“The Practices and Agreements of Impactful Service Programming” with Elizabeth Lincoln

From The Drive Conference 2022 at North Point in Atlanta:

Programming and executing impactful weekly adult worship services is challenging!

Guiding Principles and Agreements:

Agreement 1 – We will value preparation because preparation communicates value.

Excellence: The number of iterations over time of an idea from its conception to execution.

We never want our effort to get in the way of the message.

Don’t use the short time between services or central services or the senior pastor as an excuse.

Execution trumps the idea. If execution falters then the idea has to be even better!

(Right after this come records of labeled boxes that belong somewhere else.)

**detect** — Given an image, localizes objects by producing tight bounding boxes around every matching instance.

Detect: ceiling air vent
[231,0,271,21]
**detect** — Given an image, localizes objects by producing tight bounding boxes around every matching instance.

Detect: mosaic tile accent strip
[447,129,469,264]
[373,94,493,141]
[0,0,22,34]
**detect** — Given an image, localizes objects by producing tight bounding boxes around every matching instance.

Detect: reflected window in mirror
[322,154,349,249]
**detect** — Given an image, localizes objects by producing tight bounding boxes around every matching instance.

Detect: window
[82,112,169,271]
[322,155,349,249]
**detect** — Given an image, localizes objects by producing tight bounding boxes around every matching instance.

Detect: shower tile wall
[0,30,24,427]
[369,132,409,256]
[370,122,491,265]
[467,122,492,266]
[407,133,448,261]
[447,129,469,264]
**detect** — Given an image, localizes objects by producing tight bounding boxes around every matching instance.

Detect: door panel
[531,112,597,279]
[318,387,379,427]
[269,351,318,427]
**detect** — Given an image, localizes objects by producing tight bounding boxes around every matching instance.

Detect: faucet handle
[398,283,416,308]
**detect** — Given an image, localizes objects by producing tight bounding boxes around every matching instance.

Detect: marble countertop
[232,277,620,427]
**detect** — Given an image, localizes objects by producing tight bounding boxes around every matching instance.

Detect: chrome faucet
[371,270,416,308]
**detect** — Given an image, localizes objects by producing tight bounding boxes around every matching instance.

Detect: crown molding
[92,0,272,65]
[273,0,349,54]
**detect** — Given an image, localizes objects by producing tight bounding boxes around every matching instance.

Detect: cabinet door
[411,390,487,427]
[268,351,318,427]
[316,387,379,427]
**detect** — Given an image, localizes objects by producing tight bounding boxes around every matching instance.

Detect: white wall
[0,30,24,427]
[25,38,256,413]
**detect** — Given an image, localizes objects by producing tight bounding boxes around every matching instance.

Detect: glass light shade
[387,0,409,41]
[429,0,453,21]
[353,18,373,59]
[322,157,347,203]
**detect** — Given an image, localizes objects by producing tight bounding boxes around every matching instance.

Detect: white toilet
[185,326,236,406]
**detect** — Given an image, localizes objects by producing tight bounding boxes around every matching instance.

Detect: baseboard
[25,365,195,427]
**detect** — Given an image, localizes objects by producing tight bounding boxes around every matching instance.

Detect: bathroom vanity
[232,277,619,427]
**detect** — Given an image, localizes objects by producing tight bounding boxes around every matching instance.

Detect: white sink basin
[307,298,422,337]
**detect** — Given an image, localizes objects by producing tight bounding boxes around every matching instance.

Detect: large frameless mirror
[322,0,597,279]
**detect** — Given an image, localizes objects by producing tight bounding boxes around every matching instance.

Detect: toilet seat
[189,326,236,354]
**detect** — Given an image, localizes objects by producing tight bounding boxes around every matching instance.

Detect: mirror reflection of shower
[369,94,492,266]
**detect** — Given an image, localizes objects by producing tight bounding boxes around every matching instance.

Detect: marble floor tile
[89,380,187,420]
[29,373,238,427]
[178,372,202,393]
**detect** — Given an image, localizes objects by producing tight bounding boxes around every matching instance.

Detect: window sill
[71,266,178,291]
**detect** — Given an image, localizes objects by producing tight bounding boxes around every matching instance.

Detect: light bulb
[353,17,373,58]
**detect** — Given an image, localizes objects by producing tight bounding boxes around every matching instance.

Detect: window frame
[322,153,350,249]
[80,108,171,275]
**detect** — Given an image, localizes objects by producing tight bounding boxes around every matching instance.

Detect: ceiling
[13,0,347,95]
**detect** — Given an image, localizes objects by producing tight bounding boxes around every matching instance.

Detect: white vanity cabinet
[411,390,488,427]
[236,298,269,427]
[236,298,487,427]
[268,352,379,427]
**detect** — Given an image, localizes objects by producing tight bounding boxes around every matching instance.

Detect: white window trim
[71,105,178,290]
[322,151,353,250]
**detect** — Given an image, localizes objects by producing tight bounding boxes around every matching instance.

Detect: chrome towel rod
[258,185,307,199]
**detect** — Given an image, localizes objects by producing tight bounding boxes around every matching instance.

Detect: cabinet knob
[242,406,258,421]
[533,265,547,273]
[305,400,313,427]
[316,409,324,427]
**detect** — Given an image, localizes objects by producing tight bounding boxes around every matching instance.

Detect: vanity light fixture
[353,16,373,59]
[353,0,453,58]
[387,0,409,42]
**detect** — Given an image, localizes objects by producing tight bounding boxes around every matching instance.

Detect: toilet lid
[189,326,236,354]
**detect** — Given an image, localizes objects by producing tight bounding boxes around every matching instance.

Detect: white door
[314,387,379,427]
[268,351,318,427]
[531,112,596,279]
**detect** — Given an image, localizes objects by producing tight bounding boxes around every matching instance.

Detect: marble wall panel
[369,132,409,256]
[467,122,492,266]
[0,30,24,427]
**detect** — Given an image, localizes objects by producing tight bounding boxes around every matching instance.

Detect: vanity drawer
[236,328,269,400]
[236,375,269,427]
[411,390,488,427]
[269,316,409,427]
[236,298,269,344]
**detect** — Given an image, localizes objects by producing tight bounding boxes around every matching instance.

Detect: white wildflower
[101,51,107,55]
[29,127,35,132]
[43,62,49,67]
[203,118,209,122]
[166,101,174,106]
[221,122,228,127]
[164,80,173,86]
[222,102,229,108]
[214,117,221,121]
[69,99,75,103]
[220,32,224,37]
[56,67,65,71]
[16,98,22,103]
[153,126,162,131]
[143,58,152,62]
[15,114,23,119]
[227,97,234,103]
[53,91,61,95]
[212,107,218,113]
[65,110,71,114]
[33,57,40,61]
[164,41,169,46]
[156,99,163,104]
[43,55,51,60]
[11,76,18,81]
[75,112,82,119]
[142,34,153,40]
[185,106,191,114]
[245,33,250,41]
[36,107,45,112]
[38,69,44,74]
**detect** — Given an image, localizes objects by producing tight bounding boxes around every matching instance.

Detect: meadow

Ideas are just one part of the process. Every part of the process between idea to execution helps make it even better.

Agreement 2 – We will master the rules so we can break them on purpose.

Working hard to make something more relevant is important.

Understand the rules and master the rules in order to gain

“Learn the rules like a pro so you can break them like an artist.” – Picasso

“To break the rules you must first master them.” – Audemars Piguet

Fight the urge to making something mine vs. making something better.

Micro-moments can be powerful! Don’t miss these opportunities.

Build trust by knocking small things out of the park to get the green light to do big things. Work really hard and celebrate the things you can do in order to gain more freedom to do more.
Do what you can. Celebrate it like crazy!

“This is a great idea, but it’s too big for us right now. Let’s add it to a list of big ideas that one day we will be able to pull off.”

Agreement 3 – We will be intentional about gaining and maintaining the trust of our audience.

Intentionality, consistency, and excellence

allows us to create

Appealing, engaging, and helpful experiences

so that

We gain and maintain trust with our audience

so that

The audience is compelled to come back and invite others.

Agreement 4 – We set aside our personal preferences and prioritize the one-question evaluation or the audience’s experience.

One Question Evaluation – “Would our staff be proud to have invited an unchurched friend, neighbor, or family member?”

This is not the same as “Would our staff like the experience?”

Agreement 5 – We will use creativity to solve problems for our audience, not ourselves.

Creativity can naturally be self-indulgent so this agreement fights against that.

The end goal of art is self-expression. The end goal of design is to solve a problem.

We are trying to break down walls so that people can connect with God and others.

“What do people need right now?” – North Point Creative Team
“People need to hope and people need to laugh.” – Tony Morgan

Service programming is not art, it’s design. The end goal of service programming is not self-expression, it’s to solve a problem for your audience, your lead pastor, or your community.

We need to be more sensitive to the weight of what the lead pastor is carrying in the service.

It is a vulnerable thing to be on stage. Remember that about all who stand on stage.

Agreement 6 – Everything will fight against our commitment to the unchurched, but we will fight for it.

The natural gravitational pull at a church is to focus on the insider.

“We are not a church for the unchurched. We are a church, and we want unchurched people to feel comfortable coming here.”

“We plan as if they have never been here, but we treat them like they already belong.”

The power of the invitation goes beyond a particular Sunday being someone’s first visit.

The invitation is about the invitee and the inviter.

Every Sunday is someone’s first Sunday.

We need to be aware that someone took a risk to invite someone and the person they invited took a risk to come.

Agreement 7 – We will value preparation because preparation communicates value.

To reach Boomers and GenXers, we needed cultural relevance delivered with excellence.
They were asking: “Are you better at this than me?”

To reach Millenials and GenZers, we need to maintain cultural relevance and excellence while adding emotional relevance delivered with authenticity.
They are asking: “I don’t care if you are better at this than me. Are you like me?”

Cultural relevance and excellence may be easier to define than emotional relevance and authenticity.

Emotional relevance involves demonstrating an understanding of how people are feeling about the world, themselves, and the church.

Authenticity for these generations may be more about relatability than integrity, although both are important.

We need both excellence and authenticity!
The younger generations cannot imagine a world that is not authentic.
The older generations cannot imagine a world that is not trying for excellence.
We don’t want the production to get in the way of the personal story.

We will have more impact, the more of these we include.

The clearer I can be as a leader, the better I will be to protect my team from wasting time and energy.

Conclusion

These agreements are not meant to be prescriptive; rather, they are meant to illustrate how a framework can help you program services with consistency and impact.